I am pleased to move amendment 118 and to speak to our amendment 119 and new clauses 40, 44, 45 and 46, all of which relate to universal credit and further powers over social security.
Throughout the debate on the Scotland Bill, its failure to enact properly the recommendations of the Smith commission has been the key point of contention, and I am conscious that theses shortcomings are nowhere more acutely evident than in this part of the Bill. The Smith agreement was crystal clear in paragraphs 43 to 48 that, although universal credit was to remain a reserved benefit, the Scotland Parliament should have specific powers and responsibilities, most notably the
“power to change the frequency of UC payments, vary the existing plans for single household payments, and pay landlords direct for housing costs in Scotland.”
It also states:
“The Scottish Parliament will have the power to vary the housing cost elements of UC, including varying the under-occupancy charge and local housing allowance rates, eligible rent, and deductions for non-dependants.”
The dispute over whether the Bill delivers on the Smith agreement was well aired on Second Reading. Amendment 118, which I intend to push to a vote, and amendment 119 would put the issue to bed. They would remove from the Bill the requirement for the Scottish Government to obtain consent from a UK Secretary of State in relation to universal credit before exercising the new powers. New clause 44 would devolve all working-age benefits to the Scottish Parliament. New clause 45 would broaden the Scottish Parliament’s administrative flexibilities over universal credit. New clause 46 would devolve child benefit and responsibility for the conditionality and sanctions regime.
It is important that the House understands how the dispute is perceived in Scotland by elected parliamentarians and wider civil society. The Scottish Parliament’s cross-party Devolution (Further Powers) Committee, which considered the Bill, did not mince its words. In paragraph 318 of its interim report, it expressed concerns about a number of the welfare provisions. It states that
“the relevant clauses do not yet meet the spirit and substance of the Smith Commission‘s recommendations and potentially pose challenges in any attempt to implement them.”
I hope Conservative Members realise that this was the view shared by their Conservative colleagues in the Scottish Parliament, who were properly represented on that committee.
The committee suggested that this issue and the form of words should be resolved between the two Governments before the Bill’s introduction, but that has not happened. The Scottish Government made proposals to the UK Government for alternative approaches to ensure effective intergovernmental working, but there has been no progress, and consequently this aspect of the Bill has not changed. It is therefore very important that we address the matter today, and that is what our amendments seek to do.

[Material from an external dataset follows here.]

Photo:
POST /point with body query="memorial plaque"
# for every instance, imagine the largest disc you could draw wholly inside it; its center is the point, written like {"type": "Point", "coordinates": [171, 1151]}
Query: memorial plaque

A number of key stakeholder organisations in Scotland have been outspoken in setting out their concerns about the current wording of the Bill and have helped to highlight exactly why we need those powers in Scotland and what we could do with them. The Wise Group, for example, has argued:
“The power to split Universal Credit payments within households, to increase the frequency of payments and to make housing element payments direct to landlords will allow the flexibility in benefit payments to fit with the needs of some of the most vulnerable groups in society.”
The Poverty Alliance has expressed disappointment over what it says is
“ultimately a veto given to the Secretary of State over any future changes to the devolved elements of Universal Credit by the Scottish Government.”
Inclusion Scotland has pointed out that the Bill, as it stands, could result in delays to the implementation of mitigation policies agreed by the Scottish Parliament. It also says that that
“may not be consistent with the spirit of the Smith Commission which implies that the devolved welfare powers can be exercised without the need to obtain prior permission from the DWP.”
Citizens Advice Scotland has also concluded
“that the clauses do require the Scottish Government to consult the UK Government and to gain their agreement to the timing of any variance”.
It argues that
“enabling the UK Secretary of State to make regulations in an area which is devolved to the Scottish Parliament without its consent does not appear to be consistent with the Smith Commission agreement that the Sewel Convention should be put on a statutory footing.”
It also says:
“whilst the intention appears that the timing of any changes needs to be subject to negotiation on what it is practically possible to do, there is scope for wide interpretation of the circumstances it might be considered ‘reasonable’ for the Secretary of State to withhold their agreement to the Scottish Government utilising their devolved power to make regulations in this area.”
When I spoke earlier, I highlighted the letter in this morning’s Herald from 12 of Scotland’s leading third sector organisations timed to coincide with today’s debate and ahead of the emergency Budget a week on Wednesday. It expresses grave concerns about the severe detrimental impact that the Government’s austerity measures are having on low and middle-income households and highlights the threat to tax credits and other support that would fall within universal credit.
In Scotland, two thirds of the people in receipt of tax credits are in work, while most of the children living in poverty in Scotland have in-work parents, so our biggest challenge is tackling low pay. The powers in the Bill, without the veto, would enable us to tackle these long-term problems that hold back our economic growth and the development of our economy.